Let me suggest an idea that isn’t so radical at all – in fact, Gov. Newsom has mentioned it.

Many of the biggest hotels in San Francisco are owned by multinational real-estate ventures. (Hotels aren’t even run by hotel companies anymore). But there are scores of much smaller hotels, with 20-50 rooms or so, that are owned by small businesses or families.

Those hotel owners are going to be in serious trouble for quite a while. It’s going to be many months, maybe years, before tourism in San Francisco gets back to normal, and the big hotels that have conventions and national advertising will come back the fastest.

The small businesses could be facing bankruptcy. The ones owned by chains will want to shut them down and sell the property for something else (probably luxury housing).

At some point, it might make a lot of sense for the city to simply offer to buy a lot of the smaller hotels and motels and convert them into SROs (that would include a private bath) for homeless and low-income people. The owners might be happy to sell — or enter into longterm leases that would keep them solvent.

We’re talking potentially thousands of housing units that the city – with state help if Newsom is serious, and potentially federal help – could take over for a fraction of the cost of building new affordable and supportive housing.

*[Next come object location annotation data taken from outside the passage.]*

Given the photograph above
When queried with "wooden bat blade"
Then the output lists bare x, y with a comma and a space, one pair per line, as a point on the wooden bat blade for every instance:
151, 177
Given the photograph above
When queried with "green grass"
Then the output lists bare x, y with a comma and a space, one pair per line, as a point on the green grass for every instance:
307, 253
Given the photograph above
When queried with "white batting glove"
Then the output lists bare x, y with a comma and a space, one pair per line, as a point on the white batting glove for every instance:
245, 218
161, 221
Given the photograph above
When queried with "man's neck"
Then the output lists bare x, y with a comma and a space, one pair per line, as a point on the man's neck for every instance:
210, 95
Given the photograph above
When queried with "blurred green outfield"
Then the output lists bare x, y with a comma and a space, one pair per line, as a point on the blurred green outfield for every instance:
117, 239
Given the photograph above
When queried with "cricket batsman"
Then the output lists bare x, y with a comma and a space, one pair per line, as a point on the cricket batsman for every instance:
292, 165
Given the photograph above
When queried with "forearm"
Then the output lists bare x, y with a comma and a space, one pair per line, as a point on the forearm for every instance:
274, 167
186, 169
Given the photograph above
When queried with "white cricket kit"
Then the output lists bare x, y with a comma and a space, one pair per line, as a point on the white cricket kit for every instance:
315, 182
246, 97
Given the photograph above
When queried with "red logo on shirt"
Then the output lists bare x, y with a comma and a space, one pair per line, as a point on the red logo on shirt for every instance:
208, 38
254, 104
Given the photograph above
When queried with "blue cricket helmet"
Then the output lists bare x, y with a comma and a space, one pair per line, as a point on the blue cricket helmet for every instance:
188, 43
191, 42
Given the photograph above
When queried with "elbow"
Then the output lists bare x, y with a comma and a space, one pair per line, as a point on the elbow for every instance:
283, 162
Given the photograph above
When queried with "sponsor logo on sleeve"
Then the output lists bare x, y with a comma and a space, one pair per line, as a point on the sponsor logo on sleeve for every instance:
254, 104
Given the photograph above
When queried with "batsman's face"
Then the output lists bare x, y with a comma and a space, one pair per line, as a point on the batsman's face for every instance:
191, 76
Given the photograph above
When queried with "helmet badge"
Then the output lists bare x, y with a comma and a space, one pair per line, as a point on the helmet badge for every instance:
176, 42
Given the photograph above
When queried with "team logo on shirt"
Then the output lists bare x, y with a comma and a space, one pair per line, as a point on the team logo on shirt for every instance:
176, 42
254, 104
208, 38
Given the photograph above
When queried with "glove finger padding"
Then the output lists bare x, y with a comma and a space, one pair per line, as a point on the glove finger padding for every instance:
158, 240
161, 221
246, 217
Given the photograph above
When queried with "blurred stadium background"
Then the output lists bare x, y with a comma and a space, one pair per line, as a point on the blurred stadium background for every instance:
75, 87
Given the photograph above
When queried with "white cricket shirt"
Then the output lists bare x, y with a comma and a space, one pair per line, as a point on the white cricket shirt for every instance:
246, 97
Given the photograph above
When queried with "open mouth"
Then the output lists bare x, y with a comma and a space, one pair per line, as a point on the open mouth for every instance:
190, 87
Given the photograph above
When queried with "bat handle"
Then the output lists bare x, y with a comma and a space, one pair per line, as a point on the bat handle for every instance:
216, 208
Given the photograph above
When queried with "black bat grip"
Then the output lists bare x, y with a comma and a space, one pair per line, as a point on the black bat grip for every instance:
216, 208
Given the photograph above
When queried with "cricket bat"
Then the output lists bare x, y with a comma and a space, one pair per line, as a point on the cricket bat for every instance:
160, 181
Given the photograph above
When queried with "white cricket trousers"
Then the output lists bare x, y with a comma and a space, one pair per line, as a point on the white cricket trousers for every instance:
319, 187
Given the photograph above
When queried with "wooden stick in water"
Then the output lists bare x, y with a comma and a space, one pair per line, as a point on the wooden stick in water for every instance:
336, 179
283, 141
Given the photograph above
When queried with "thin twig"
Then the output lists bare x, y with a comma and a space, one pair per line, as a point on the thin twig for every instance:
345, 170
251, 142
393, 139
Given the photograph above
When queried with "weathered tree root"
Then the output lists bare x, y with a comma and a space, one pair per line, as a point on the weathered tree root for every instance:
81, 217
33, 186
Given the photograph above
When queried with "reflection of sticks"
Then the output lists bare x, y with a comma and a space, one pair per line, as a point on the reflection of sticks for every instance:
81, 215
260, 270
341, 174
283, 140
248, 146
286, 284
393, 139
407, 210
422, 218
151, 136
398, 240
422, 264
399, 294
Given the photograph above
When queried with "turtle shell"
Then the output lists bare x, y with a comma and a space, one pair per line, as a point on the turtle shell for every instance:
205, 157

The city already has a robust nonprofit affordable housing sector that knows how to manage buildings. It wouldn’t be that much of a stretch for some of these groups to take over low-end hotels and turn them into functional affordable and supportive housing.

The Hilton and the Hyatt Regency and the Fairmont and the Intercontinental are going to remain fancy tourist hotels. But the smaller ones? We may be facing a world where the best use for those facilities is affordable housing.

I bet the Chron would find a reason to say that’s a bad idea.